Гадание о возможных путях

Климонтович Николай Юрьевич

Шрифт:

Итак, межсезонье; то ли ранняя оттепель, то ли поздние заморозки, нечто среднее между весной и осенью, между осенью и весной, так или иначе — подошвы скользят, подталый пирог на сырых деревянных перилах (примерзлые сухие листья вместо начинки), беспородный парк в нежданном снегу, и деревья голы, запущена старая усадьба, барский дом каменен, из окна флигеля вид на реку, на белую обшарпанную ротонду, чувство, что ты слишком легко одет и ушедшей молодости (как при любой нечаянной оккупации), сквозняки и печаль по дому, — вот вам и пейзаж, сквозь него проступают черты женщины (ибо жизнь — предмет, несомненно, женского пола), женщины как сезон, как бессезонье, как ландшафт, как горы или как город, как пустые дубы на склонах весеннего армянского ущелья, как державный камень, мокнущий в воде фиорда на котором встала одна из грозных северных столиц, женщины как женщины.
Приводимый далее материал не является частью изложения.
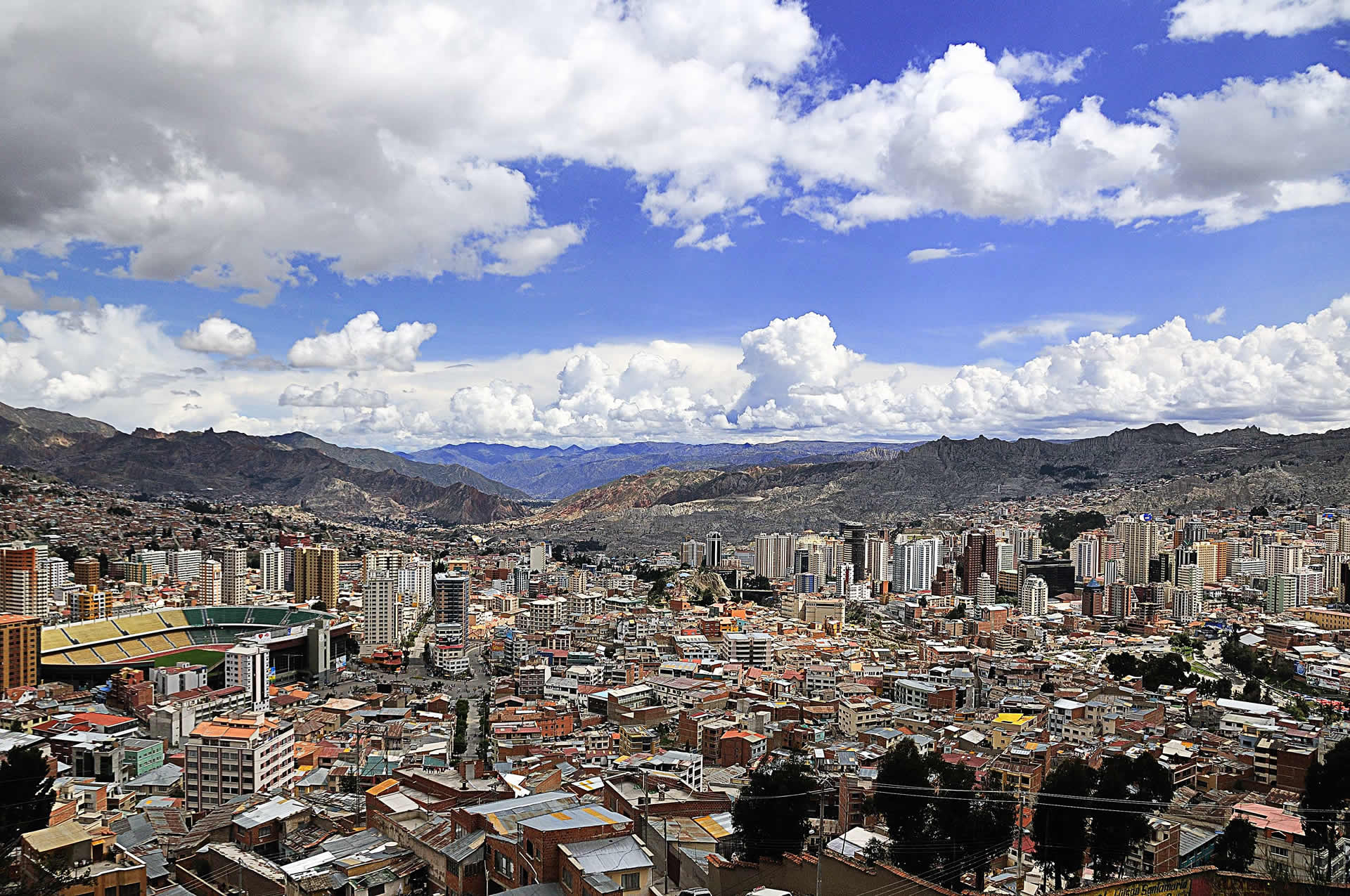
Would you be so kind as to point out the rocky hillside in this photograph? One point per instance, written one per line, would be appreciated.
(377, 459)
(628, 491)
(1155, 467)
(236, 467)
(557, 473)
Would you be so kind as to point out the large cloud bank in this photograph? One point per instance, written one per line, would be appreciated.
(790, 378)
(240, 145)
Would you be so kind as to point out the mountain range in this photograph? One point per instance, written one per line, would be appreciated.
(231, 466)
(738, 489)
(1162, 466)
(555, 473)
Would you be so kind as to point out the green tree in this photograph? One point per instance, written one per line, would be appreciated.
(27, 787)
(771, 812)
(1323, 805)
(1060, 825)
(968, 829)
(904, 796)
(1237, 846)
(1114, 833)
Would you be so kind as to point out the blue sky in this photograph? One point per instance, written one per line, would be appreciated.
(224, 186)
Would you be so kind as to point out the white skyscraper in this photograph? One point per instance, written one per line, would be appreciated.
(234, 576)
(155, 560)
(1086, 552)
(415, 582)
(986, 591)
(913, 564)
(1036, 597)
(1140, 544)
(57, 574)
(382, 609)
(1185, 597)
(713, 550)
(248, 665)
(774, 555)
(184, 566)
(271, 570)
(1282, 557)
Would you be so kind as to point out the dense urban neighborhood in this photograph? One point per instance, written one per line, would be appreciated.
(1018, 698)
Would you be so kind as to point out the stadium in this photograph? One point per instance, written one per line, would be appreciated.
(303, 642)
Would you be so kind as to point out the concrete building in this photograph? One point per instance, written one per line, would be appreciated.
(271, 574)
(382, 610)
(229, 756)
(249, 665)
(316, 574)
(19, 636)
(23, 579)
(234, 576)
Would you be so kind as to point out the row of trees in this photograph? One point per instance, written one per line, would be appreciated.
(461, 725)
(943, 826)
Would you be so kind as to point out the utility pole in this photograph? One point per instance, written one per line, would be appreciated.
(820, 846)
(1017, 831)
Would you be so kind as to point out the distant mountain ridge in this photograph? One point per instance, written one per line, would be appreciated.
(378, 459)
(230, 466)
(1157, 467)
(558, 473)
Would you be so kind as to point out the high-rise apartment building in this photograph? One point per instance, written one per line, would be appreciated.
(211, 583)
(913, 564)
(1282, 557)
(234, 576)
(25, 589)
(451, 592)
(19, 636)
(878, 557)
(774, 555)
(58, 571)
(157, 561)
(184, 566)
(384, 560)
(1138, 539)
(854, 538)
(271, 574)
(982, 557)
(236, 755)
(1086, 554)
(382, 611)
(316, 574)
(713, 550)
(1036, 597)
(249, 665)
(986, 590)
(86, 571)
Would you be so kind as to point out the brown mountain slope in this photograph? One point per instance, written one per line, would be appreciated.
(236, 467)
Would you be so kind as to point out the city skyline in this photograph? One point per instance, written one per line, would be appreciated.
(729, 223)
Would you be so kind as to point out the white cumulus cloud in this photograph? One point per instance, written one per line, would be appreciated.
(388, 141)
(362, 344)
(333, 396)
(1207, 19)
(219, 335)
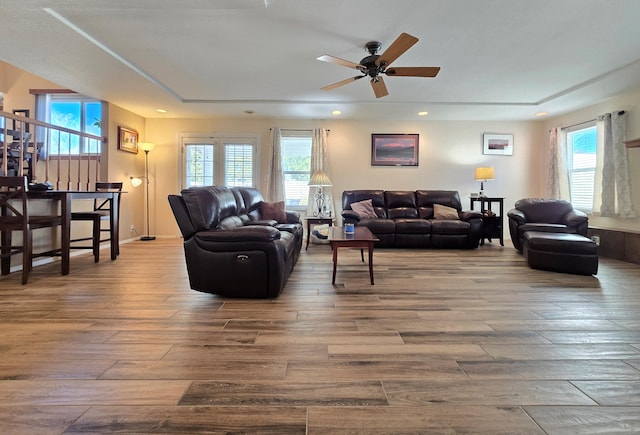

Она — ветрена и болтлива и тебе не принадлежит. Твое чувство к ней летуче — как что? — как пыльца, как песчаный узор в дюнах, как сентябрьская паутина, — летуче — как сентябрьская паутина: это и желание ею обладать, и предчувствие разочарования, любование женским кокетством и боязнь отметить слишком явные несовершенства, это — флирт, это игра, это — случайное очарование. Коли так, придется поместить ее в самом центре, поселить в самом Центре, наречь ей имя как церкви, позаимствовав у топонимии Замоскворечья, посвятить ее Кадашам или Яузе, Полянке или Ордынке, Первому Монетчикову, Климентовскому, имя-междометие, имя-цезура, дать ей голос, нет, голос не надо, ей нельзя двигаться,

нельзя дышать, слишком велика экспозиция в полутьме, лучше прописать ее в полуобставленной комнате с видом на купол оставленного под складское помещение храма без креста (и некуда сесть вороне), подмешать ей в жилы какой-нибудь мусульманской крови, кавказской или татарской, наделить глазами с неуловимым выражением буддистского божка или китайского пикинеза, а там и окрестить, фамилию подобрать старинную, русскую, семинарскую и напоить до полпьяна. Наверное, так могла бы выглядеть твоя вдова. Теперь — заряжай пленку, вместо соития ограничься теплообменом (для чего достаточно взгляда из-под темных коротких ресниц и бледной, изображающей усталость и отражающей замедленный ток крови, улыбки); она, по-видимому, чья-то любовница, может быть — чужая жена, грезит родить щекастого малыша тому, кого подберет для этой цели (естественное стремление здоровых клеток к делению), все это, безусловно, скучновато и довольно досадно, но останется (и это уж забота фотографа) за краем рамки, не придвигайся к ней слишком близко, обладание не дозволено, возможно только касание, нечаянное пожатие пальцев, стеклянное соединение рюмок, теперь замри, ибо — чересчур чувствительна пленка, ни шороха, ни вздоха, ни опускания глаз, вот и щелчок, моргнули лепестки объектива, произошло невероятное, то, что неуловимо, кажется, остается жить.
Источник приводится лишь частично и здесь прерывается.